De Afdeling overweegt dat het hoger beroep van appellant niet-ontvankelijk moet worden verklaard. Dit omdat het beroep bij de rechtbank reeds had geleid tot de vernietiging van het besluit van de staatssecretaris, wat betekent dat de staatssecretaris opnieuw een hoorzitting moet beleggen en een nieuwe beslissing moet nemen. Aangezien het beroep van appellant het beoogde resultaat heeft bereikt, heeft hij geen rechtens te beschermen belang meer bij de beoordeling van zijn hoger beroep. De Afdeling bestuursrechtspraak van de Raad van State heeft dan ook besloten het hoger beroep niet-ontvankelijk te verklaren en er is geen aanleiding voor een proceskostenveroordeling.

Uitspraak

200204665/1.
Datum uitspraak: 16 april 2003
AFDELING
BESTUURSRECHTSPRAAK
Uitspraak op het hoger beroep van:
[appellant], wonend te [woonplaats],
tegen de uitspraak van de rechtbank te Haarlem van 2 juli 2002 in het geding tussen:
appellant
en
de Staatssecretaris van Justitie .
1. Procesverloop
Bij besluit van 5 februari 2001 heeft de Staatssecretaris van Justitie (hierna: de staatssecretaris) aan appellant medegedeeld dat het in zijn voornemen ligt de aanvraag om wijziging van de geslachtsnaam van zijn minderjarige zoon [naam] voor inwilliging in aanmerking te doen komen.

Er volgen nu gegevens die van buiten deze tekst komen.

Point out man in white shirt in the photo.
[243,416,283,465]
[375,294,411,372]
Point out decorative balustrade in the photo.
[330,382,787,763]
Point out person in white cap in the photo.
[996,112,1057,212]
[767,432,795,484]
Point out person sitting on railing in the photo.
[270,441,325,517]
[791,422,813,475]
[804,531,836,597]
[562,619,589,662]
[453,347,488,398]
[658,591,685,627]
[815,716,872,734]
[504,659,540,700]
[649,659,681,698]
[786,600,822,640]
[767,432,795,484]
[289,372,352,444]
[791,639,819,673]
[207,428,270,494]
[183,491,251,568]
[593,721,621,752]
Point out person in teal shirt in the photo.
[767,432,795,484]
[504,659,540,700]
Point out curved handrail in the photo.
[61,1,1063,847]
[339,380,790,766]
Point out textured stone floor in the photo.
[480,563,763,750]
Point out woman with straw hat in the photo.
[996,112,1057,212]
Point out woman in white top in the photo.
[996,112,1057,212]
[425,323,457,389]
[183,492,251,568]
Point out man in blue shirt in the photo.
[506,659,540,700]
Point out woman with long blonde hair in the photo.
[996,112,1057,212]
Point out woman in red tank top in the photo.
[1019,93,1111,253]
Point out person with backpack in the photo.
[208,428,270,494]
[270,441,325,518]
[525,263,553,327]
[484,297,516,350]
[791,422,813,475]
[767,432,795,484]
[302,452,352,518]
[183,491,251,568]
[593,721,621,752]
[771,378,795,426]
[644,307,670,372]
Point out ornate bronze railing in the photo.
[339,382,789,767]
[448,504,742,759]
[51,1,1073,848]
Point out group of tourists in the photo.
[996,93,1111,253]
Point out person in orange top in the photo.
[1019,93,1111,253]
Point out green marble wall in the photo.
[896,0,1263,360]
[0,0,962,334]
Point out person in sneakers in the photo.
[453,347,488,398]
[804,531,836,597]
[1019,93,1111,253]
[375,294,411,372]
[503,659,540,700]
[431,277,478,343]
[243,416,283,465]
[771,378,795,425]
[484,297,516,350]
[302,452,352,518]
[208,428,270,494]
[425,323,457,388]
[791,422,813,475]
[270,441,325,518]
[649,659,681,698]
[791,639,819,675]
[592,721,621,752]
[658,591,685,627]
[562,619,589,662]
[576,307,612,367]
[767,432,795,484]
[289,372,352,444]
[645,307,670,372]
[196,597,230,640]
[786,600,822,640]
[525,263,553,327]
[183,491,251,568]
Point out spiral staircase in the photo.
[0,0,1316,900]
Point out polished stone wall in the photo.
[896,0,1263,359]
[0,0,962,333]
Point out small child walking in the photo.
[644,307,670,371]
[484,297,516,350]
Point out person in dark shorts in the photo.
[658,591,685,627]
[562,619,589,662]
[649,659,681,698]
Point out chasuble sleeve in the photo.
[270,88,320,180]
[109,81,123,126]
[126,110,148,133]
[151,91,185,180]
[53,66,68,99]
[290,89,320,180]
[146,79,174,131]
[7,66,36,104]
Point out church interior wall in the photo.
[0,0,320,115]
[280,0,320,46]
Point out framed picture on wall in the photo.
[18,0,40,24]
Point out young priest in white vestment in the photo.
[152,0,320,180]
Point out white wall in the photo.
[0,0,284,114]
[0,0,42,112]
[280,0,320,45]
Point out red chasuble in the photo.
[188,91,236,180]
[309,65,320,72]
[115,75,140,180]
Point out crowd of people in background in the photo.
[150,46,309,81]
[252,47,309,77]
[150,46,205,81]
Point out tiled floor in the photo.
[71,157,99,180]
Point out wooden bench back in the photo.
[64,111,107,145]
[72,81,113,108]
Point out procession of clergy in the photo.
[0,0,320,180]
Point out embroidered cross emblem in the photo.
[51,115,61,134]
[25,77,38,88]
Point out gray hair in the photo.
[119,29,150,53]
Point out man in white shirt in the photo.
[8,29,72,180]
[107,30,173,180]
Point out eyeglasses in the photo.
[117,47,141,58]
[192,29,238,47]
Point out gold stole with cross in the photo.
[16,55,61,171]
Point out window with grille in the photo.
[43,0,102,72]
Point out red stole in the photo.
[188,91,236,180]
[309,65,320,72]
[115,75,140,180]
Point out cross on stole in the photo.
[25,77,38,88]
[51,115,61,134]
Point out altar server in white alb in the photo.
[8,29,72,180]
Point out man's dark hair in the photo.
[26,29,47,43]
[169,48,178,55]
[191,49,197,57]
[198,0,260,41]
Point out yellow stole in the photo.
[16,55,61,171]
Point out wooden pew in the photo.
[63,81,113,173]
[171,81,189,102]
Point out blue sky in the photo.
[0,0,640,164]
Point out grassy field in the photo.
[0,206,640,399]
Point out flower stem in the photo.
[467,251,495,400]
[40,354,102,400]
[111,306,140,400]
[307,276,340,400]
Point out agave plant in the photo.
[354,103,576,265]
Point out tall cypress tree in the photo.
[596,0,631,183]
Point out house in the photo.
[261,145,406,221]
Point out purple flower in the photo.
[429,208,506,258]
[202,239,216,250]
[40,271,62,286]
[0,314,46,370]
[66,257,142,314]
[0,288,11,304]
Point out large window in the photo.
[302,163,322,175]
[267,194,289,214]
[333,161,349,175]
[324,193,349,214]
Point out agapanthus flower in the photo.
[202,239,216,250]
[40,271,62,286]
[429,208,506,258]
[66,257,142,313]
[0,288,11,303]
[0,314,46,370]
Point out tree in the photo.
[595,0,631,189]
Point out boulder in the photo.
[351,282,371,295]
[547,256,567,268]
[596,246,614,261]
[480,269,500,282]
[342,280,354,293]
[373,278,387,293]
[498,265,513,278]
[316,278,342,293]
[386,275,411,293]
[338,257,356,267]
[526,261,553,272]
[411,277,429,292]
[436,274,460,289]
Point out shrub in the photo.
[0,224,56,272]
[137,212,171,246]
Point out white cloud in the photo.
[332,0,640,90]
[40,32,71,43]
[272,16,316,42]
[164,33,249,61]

Bij besluit van 26 september 2001 heeft de staatssecretaris het daartegen door appellant gemaakte bezwaar ongegrond verklaard.
Bij uitspraak van 2 juli 2002, verzonden op 5 juli 2002, heeft de rechtbank te Haarlem (hierna: de rechtbank) het daartegen door appellant ingestelde beroep gegrond verklaard en de bestreden beslissing op bezwaar vernietigd. Deze uitspraak is aangehecht.
Tegen deze uitspraak heeft appellant bij brief, ingekomen bij de Raad van State op 27 augustus 2002, hoger beroep ingesteld. De gronden zijn aangevuld bij brief van 26 november 2002. Deze brieven zijn aangehecht.
Bij brief van 27 januari 2003 heeft de staatssecretaris van antwoord gediend.
De zaak is door een meervoudige kamer van de Afdeling verwezen naar een enkelvoudige.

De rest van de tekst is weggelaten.